Does anybody know what ‘ther’ is supposed to mean? Is it a device used by the author to avoid having to explain things clearly or is there a known answer to this? My Google-fu is failing me on this one.
It’s how a child explains things. “Ther” is just a nonce word, but it’s the type of conversation a child would have if an adult brought up something logical in his fantasy world.
From context, if you really need an explanation :rolleyes:, it’s a word that indicates a female name is really the name of a male.
This wonderfully weird article claims that the “ther” is evidence that the original language of Winnie the Pooh is not English, and it was translated from Gallo-Romance or Old French, although the stories themselves are much, much older :
I always just figured it was the masculine equivalent of adding “ette” to the end of a name. Like Bernardette or Charlette. Made up, of course, by Chrstopher Robin in order to spackle the gap between Winnie’s name and gender.

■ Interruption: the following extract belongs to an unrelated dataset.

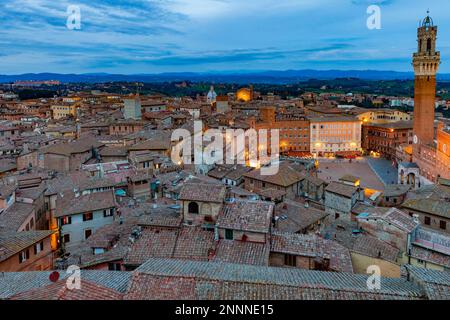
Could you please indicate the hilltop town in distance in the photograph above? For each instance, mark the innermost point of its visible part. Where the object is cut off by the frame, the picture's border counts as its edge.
(94, 206)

Since we’re talking about a British English context, you should be aware that “nonce” means “pedophile” over here…
CalMeacham’s final quote has it: to me as a British reader, the spelling emphasizes that Christopher Robin is over-enunciating the word “the”, as children do.
mittu started that infamous thread, and then disappeared for a while. I was surprised to learn a few days ago that he has become a regular poster again.
Since it seems like the OP’s question has been answered factually by some real life British folks I would also like to know if the OP ever got an answer to 14 k of g in a f p d from his friend.
I thought it was just an emphasized form of the, with that British way of adding Rs that aren’t really Rs anyway. Like, in one of the E. Nesbit books, she has a girl named Anthea whose nickname is Panther, which she explains makes sense if you say it out loud. Well, it makes sense if you’re British and do that R thing–to an American kid it’s total nonsense.
That implies that British English does not also use nonce to mean “a word apparently used only ‘for the nonce’, i.e. on one specific occasion or in one specific text or writer’s works”, which of course it does. (Definition from OED and in fact the term nonce-word was coined by James Murray, the first editor, although the word nonce itself, meaning for the particular occasion, for that one time, is much older)
Nonce meaning sexual deviant, specifically a pedophile, is peculiar to British English. The origin is unknown, the earliest cite in OED being 1971 in a manual of prison slang.
While I admire your precision on the extent of its use, I would strongly recommend that you don’t actually use it in conversation with anyone in England.
Surely most English people are as familiar (possibly more familiar) with the “nonsense” meaning than the other meaning. What’s more, one’s an adjective and the other’s a noun. Should be pretty clear from context which meaning is intended.
As far as I know, nonce doesn’t have any relation to nonsense. It means a word coined for a single purpose, based on the definition of nonce meaning “now” or “at present”.